自然を活かしたまちづくり・ 震災復興を支援します
東日本大震災の復興において自然の恵みを活かしたまちづくりを進めるためには何をすればいいのかを考えるため、5月3日、宮城県名取市で「グリーン復興と生物多様性座談会」を開催しました(東北大学大学院生態適応グローバルCOE、名取エコミュージアム研究会と共催)。
当日の名取市は大雨洪水暴風波浪警報が発令されるほどの大雨でしたが、地元の方々だけでなく、関東圏の方々、環境省、スタッフも含めて約70名が参加しました。
第一部では東北大学・中静透教授(NACS-J評議員)とNACS-J保全研究部・朱宮が、まちづくりに生物多様性保全を活かす重要性について、具体例を踏まえて講演しました。第二部では、地元の名取市で活動をしている企業や学校、市民グループなど5団体から保全活動を紹介いただき、今後の復興のあり方を話しあう座談会を行いました。
名取市は海岸のハマボウフウ、自然遡上するサケ、ホタルなど海から山までさまざまな生きものが暮らす豊かな自然があること、津波によって海岸部は壊滅的な被害を受けたこと、国主導で高い防潮堤を建設することがすでに決まった地域であることなどが話題提供されました。
この堤防設置のための市主催の意見交換会に参加した地域の方からは、被災した人々を前にして、高い堤防ではなく、低い堤防でもいいから生態系を活かした地域づくりにしたいと思っていても話せなかった苦しい状況が語られました。
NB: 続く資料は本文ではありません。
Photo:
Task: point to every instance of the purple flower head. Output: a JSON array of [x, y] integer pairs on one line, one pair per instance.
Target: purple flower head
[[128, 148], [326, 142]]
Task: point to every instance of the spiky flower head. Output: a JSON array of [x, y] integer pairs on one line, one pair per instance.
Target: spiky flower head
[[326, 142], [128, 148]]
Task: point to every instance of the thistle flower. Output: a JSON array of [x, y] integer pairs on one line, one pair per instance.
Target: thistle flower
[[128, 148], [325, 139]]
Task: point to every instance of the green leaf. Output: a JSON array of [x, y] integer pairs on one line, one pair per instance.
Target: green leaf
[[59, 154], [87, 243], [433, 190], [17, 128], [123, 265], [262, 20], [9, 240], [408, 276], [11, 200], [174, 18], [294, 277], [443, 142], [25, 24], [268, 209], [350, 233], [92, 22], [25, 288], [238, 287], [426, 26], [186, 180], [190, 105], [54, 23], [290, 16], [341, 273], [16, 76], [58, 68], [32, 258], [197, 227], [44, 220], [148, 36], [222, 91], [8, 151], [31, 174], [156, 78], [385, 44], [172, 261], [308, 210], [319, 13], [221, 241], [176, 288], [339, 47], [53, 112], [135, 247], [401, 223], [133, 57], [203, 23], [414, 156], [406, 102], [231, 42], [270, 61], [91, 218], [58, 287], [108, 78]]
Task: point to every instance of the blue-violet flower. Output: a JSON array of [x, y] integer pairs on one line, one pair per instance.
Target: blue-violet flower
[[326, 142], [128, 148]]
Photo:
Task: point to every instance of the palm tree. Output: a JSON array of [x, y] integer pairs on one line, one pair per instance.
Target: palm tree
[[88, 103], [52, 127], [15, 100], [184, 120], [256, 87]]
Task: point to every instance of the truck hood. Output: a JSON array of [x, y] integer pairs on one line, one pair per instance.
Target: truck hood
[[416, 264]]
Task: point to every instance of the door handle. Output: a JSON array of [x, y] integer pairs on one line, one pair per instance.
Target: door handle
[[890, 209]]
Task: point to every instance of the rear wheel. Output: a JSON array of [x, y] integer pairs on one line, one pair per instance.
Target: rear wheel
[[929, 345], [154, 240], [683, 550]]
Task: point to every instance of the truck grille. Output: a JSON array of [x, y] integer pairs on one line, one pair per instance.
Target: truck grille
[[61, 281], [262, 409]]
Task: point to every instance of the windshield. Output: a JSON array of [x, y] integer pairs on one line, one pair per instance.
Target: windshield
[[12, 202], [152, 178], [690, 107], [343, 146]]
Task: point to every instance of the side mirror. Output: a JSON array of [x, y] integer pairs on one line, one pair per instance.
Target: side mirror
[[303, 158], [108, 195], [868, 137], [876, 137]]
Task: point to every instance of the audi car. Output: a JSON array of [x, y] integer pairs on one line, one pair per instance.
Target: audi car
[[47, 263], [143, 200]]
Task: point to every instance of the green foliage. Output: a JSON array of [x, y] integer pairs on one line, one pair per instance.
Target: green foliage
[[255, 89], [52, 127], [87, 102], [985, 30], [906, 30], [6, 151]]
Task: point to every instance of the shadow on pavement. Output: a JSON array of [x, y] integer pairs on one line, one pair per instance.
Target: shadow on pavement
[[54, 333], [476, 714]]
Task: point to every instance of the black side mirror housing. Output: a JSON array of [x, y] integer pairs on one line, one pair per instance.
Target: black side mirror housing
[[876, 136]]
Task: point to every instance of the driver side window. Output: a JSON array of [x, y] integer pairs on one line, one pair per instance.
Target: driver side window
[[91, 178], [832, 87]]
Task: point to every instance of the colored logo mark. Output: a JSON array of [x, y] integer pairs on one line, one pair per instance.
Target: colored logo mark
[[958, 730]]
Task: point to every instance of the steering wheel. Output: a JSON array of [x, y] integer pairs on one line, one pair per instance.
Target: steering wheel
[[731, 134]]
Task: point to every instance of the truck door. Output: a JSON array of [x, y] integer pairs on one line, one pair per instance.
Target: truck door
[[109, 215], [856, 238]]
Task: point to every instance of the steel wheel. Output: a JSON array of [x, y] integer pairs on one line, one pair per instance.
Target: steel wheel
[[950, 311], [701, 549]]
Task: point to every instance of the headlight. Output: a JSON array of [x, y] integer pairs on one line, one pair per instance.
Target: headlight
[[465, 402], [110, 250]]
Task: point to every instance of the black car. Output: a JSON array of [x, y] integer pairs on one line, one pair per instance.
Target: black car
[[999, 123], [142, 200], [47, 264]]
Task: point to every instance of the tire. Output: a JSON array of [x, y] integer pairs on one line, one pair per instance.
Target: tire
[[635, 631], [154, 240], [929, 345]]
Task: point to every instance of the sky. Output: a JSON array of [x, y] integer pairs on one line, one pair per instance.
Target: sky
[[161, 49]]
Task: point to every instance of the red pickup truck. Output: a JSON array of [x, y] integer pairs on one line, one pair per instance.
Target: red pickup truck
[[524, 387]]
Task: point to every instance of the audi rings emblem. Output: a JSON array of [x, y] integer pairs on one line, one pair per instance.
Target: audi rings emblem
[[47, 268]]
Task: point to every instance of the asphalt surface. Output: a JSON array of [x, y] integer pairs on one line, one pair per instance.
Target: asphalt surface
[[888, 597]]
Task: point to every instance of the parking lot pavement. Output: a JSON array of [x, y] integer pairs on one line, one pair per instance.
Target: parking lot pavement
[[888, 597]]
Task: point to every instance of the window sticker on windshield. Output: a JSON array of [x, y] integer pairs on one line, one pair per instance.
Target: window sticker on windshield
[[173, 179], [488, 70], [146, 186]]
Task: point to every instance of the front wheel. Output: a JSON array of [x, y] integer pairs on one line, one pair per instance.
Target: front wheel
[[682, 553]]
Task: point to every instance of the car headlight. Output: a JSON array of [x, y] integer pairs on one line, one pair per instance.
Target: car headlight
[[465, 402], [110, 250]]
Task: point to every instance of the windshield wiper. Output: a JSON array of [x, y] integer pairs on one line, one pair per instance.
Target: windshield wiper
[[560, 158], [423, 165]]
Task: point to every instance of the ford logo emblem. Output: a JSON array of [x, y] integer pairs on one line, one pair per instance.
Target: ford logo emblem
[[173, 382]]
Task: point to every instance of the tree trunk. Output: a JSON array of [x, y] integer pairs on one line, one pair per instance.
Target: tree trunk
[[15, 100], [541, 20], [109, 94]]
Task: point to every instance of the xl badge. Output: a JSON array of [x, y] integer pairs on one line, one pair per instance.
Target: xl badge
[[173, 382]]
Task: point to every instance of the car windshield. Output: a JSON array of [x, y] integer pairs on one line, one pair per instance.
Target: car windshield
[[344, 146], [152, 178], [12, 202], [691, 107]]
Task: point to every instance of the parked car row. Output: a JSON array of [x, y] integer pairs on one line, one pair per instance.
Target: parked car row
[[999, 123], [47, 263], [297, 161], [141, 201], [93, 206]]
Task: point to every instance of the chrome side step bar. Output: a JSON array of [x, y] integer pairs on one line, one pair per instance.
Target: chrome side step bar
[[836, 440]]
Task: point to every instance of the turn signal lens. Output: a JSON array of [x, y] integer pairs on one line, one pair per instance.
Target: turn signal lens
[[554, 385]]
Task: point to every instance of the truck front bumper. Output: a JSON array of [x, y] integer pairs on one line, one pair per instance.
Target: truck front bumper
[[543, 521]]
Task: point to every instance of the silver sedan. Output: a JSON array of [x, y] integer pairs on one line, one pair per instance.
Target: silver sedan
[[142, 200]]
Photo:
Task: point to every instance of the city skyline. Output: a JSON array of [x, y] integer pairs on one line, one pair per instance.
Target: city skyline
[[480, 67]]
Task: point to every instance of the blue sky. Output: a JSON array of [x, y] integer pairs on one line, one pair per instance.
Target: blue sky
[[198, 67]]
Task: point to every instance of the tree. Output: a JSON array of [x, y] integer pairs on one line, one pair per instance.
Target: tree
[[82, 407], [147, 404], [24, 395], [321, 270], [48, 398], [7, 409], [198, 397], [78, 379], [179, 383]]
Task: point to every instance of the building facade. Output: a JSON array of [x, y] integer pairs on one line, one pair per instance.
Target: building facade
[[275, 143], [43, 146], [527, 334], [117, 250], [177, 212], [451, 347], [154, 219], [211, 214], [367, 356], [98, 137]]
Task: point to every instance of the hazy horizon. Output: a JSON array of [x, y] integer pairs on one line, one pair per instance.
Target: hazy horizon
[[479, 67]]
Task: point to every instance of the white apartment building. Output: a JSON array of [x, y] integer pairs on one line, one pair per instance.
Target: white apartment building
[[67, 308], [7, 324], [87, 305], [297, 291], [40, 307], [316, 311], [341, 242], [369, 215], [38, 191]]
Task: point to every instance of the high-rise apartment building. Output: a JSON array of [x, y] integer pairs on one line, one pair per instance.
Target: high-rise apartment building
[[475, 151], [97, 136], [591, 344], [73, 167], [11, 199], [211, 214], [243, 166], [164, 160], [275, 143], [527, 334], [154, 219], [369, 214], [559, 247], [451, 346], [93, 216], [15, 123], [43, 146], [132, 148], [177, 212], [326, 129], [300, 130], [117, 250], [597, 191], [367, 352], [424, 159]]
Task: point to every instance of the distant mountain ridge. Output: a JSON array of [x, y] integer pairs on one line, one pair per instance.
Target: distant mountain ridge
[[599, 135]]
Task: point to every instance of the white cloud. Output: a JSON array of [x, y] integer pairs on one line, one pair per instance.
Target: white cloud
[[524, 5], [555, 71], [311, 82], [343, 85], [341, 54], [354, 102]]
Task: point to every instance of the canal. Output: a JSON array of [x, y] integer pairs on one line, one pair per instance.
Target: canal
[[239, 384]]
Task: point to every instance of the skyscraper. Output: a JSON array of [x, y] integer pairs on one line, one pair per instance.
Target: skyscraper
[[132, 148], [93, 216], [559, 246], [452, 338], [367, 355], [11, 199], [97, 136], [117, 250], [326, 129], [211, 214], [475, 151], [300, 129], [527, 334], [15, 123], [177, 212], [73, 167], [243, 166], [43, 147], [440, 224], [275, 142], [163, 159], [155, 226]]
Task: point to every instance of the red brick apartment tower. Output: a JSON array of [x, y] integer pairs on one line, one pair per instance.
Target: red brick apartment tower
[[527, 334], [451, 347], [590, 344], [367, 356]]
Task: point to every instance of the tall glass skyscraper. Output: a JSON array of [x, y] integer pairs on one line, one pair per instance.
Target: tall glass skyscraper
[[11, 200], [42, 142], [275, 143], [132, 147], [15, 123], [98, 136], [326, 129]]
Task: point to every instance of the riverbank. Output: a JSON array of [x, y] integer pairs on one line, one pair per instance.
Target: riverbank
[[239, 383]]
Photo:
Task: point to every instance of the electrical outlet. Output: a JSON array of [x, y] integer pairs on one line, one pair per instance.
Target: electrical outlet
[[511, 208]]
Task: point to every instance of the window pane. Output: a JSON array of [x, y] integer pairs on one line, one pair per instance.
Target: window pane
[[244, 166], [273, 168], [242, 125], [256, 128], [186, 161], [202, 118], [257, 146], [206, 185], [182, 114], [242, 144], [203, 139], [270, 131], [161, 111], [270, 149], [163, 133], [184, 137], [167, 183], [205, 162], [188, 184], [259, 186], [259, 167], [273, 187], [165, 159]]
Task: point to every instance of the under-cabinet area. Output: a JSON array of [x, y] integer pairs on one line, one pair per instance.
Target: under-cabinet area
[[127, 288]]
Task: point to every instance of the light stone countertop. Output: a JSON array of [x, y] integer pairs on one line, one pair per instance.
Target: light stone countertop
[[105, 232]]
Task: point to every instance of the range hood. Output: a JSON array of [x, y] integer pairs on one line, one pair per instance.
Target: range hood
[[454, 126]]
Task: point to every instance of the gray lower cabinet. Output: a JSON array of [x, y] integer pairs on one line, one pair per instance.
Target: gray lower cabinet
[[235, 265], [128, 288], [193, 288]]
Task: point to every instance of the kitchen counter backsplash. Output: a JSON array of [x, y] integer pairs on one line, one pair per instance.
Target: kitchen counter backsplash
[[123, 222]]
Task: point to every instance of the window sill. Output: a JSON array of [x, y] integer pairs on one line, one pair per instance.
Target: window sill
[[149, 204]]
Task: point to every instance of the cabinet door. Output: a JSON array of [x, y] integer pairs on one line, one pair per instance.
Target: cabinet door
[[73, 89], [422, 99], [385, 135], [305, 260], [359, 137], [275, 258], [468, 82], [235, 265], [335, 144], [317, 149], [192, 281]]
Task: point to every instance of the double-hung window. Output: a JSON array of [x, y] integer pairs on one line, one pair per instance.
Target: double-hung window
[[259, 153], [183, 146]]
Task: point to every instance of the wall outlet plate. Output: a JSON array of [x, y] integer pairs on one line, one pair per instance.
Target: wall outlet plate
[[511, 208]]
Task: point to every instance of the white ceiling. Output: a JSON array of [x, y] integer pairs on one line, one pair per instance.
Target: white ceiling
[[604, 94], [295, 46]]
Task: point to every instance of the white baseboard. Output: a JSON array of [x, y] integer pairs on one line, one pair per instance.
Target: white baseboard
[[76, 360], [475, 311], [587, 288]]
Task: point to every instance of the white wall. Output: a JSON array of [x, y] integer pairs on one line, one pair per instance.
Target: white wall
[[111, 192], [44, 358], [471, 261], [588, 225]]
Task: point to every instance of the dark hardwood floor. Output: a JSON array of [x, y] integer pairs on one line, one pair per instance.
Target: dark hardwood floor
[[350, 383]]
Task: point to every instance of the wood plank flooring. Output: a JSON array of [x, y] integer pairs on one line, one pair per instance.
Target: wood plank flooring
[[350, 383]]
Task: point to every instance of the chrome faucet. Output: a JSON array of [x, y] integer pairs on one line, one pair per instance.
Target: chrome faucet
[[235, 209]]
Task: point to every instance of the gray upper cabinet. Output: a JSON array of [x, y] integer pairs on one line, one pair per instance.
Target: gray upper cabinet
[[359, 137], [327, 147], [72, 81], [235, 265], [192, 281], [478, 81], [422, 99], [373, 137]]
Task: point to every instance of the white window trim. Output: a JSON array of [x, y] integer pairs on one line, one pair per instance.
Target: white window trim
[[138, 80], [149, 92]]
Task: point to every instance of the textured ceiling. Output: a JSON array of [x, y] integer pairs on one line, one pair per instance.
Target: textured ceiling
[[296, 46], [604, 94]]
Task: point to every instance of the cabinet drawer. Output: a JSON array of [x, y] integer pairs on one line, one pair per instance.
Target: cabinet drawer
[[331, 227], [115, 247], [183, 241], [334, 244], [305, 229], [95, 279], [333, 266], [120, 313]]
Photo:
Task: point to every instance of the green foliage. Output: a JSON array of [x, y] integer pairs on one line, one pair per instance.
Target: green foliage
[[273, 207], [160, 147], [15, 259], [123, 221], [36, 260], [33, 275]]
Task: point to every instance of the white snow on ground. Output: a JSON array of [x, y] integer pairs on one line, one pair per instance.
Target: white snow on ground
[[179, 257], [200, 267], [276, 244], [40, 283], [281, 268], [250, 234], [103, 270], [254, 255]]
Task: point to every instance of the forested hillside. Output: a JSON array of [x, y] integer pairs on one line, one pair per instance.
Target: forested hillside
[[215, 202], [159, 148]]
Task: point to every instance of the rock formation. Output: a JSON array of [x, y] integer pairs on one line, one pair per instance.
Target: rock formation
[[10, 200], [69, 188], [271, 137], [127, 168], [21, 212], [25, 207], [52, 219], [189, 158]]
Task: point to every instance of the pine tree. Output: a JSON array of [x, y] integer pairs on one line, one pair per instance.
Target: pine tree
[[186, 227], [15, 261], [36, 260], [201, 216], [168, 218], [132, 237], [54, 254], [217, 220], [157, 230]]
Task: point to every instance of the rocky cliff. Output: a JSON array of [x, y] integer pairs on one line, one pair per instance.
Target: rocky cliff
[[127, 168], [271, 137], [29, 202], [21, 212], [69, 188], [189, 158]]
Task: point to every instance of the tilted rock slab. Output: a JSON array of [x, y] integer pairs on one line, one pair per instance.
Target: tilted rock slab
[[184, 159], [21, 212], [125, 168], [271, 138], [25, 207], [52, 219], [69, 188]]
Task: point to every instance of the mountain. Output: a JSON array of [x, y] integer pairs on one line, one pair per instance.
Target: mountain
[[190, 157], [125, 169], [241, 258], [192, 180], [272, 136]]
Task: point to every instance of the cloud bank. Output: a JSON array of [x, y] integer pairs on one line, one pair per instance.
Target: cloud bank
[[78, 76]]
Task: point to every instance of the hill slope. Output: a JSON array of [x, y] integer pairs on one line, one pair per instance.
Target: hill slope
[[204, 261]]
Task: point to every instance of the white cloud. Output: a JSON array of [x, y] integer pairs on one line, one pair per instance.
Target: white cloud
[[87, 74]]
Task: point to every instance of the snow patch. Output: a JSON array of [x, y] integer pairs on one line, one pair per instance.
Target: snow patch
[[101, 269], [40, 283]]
これからの復興計画は、従来の土木中心の復興ではなく、私たちひとりひとりの地域の暮らしのあり方を見つめ、災害とどう向き合うか、どうすれば私たちが豊かな暮らしができるのか、行政だけでなく地域住民、市民団体、企業など多くの人々と共有し、将来を見据えたまちづくりを考える機会にしたいという声が多数あげられました。
この座談会で、地域の人々のさまざまな意見を復興計画に反映させることの重要性と難しさを参加者と共有することができました。NACS-Jでは、今後も地元の方の願いが復興に取り入れられるよう支援していきます。